The proposed study will lead to development of a novel rehabilitation protocol that will not only enhance the sensory recovery but also the motor and functional recovery. This may reduce the impact of stroke disability and enhance the quality of life.
The trial has been registered under Clinical Trial Registry of India (CTRI) as CTRI/2019/09/021442 on 30th September 2019.
多达三分之二的中风患者可能会在任何一种躯体感觉模式上出现损伤,如轻触觉、本体感觉和实体觉。感觉恢复与运动恢复水平密切相关。目前针对感觉障碍所开展的干预措施少之又少,而且在改善感觉缺陷及相关运动恢复方面的效果也不明显。这些感觉干预措施无效的可能原因在于方案制定过程中缺乏神经科学依据。因此,本研究的目的是确定基于神经可塑性原理的感觉康复方案对中风后偏瘫患者运动和感觉恢复以及残疾状况的有效性。
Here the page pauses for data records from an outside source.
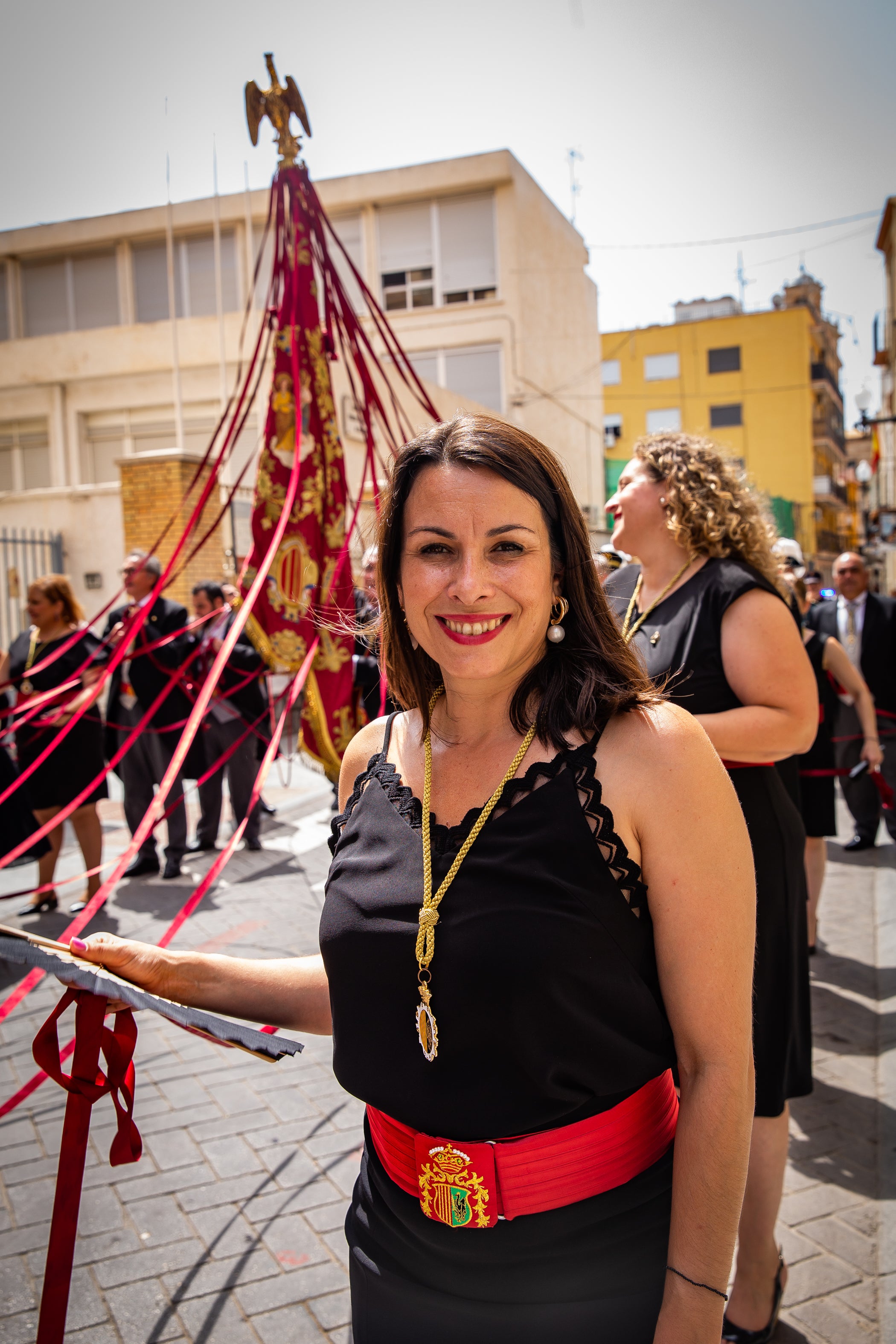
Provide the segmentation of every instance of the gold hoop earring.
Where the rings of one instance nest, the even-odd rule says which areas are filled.
[[[559,613],[555,616],[553,613],[557,612],[557,607]],[[547,630],[547,637],[551,641],[551,644],[563,644],[563,641],[566,640],[567,632],[560,625],[560,621],[563,621],[568,610],[570,610],[570,603],[564,597],[555,598],[555,601],[551,603],[551,624]]]

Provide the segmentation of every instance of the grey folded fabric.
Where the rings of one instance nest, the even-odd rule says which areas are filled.
[[[159,995],[146,993],[130,981],[114,976],[103,966],[82,961],[81,957],[70,952],[56,952],[52,948],[40,948],[27,938],[11,938],[0,935],[0,957],[5,961],[17,961],[26,966],[39,966],[48,970],[63,982],[75,989],[89,989],[94,995],[106,999],[118,999],[132,1008],[149,1008],[161,1017],[177,1023],[188,1031],[197,1031],[226,1046],[236,1046],[247,1050],[259,1059],[277,1063],[283,1055],[297,1055],[302,1050],[298,1040],[287,1036],[273,1036],[255,1027],[247,1027],[242,1021],[230,1021],[227,1017],[218,1017],[215,1013],[204,1012],[201,1008],[185,1008],[183,1004],[172,1003],[169,999],[160,999]]]

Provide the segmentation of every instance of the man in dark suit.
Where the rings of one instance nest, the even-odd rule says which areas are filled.
[[[896,789],[896,738],[891,737],[896,730],[896,718],[887,718],[896,715],[896,602],[868,591],[868,569],[861,555],[852,551],[834,560],[833,578],[838,594],[836,601],[815,602],[806,621],[813,630],[840,640],[868,681],[884,749],[881,773],[887,784]],[[834,735],[848,739],[836,742],[834,747],[837,765],[850,770],[858,765],[864,738],[853,704],[844,703],[842,696]],[[844,848],[870,849],[881,817],[880,793],[868,771],[857,780],[841,775],[840,782],[856,823],[856,835]],[[883,816],[887,829],[896,839],[896,812],[884,812]]]
[[[206,579],[193,587],[193,612],[196,616],[208,617],[204,625],[188,636],[191,646],[199,646],[195,660],[197,676],[206,676],[234,624],[234,612],[224,602],[220,585],[212,579]],[[206,716],[203,746],[210,766],[246,732],[250,723],[257,723],[265,714],[267,695],[262,680],[263,669],[265,660],[243,630],[227,659]],[[235,824],[239,825],[246,816],[258,774],[255,749],[259,731],[263,731],[263,723],[257,726],[255,732],[249,732],[224,765],[199,785],[201,816],[196,828],[196,843],[189,847],[191,852],[215,848],[224,771]],[[259,828],[261,808],[255,802],[243,832],[247,849],[261,849]]]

我们计划在一家康复机构开展一项随机对照、评估者盲法试验,招募122名中风后患者。主要纳入标准为年龄在20至80岁之间、偏瘫(右侧或左侧)、缺血性或出血性中风、中风后1至12个月以及存在任何一种感觉模式损伤。实验组的参与者将接受基于神经可塑性原理的感觉康复(NEPSER)方案,包括利用视觉感知、认知、运动和功能任务对特定感觉模式进行主动、重复且有意义的训练,为期8周,每周5次,每次2小时。对照组仅接受基于神经生理学、生物力学和康复方法的标准康复治疗。所有参与者将在基线、8周和12周随访时接受运动(Fugl-Meyer评估,上肢部分)和感觉恢复[诺丁汉感觉评估(修订版的伊拉斯姆斯医学中心改良版)]评估。Semmes weinstein单丝、两点辨别试验和改良Rankin量表(残疾程度)将作为次要测量指标。采用重复测量双向方差分析来估计两组干预后及随访评分的差异。
本研究有望开发出一种新型康复方案,不仅能促进感觉恢复,还能促进运动和功能恢复。这可能会减轻中风残疾的影响,提高生活质量。
该试验已于2019年9月30日在印度临床试验注册中心(CTRI)注册,注册号为CTRI/2019/09/021442。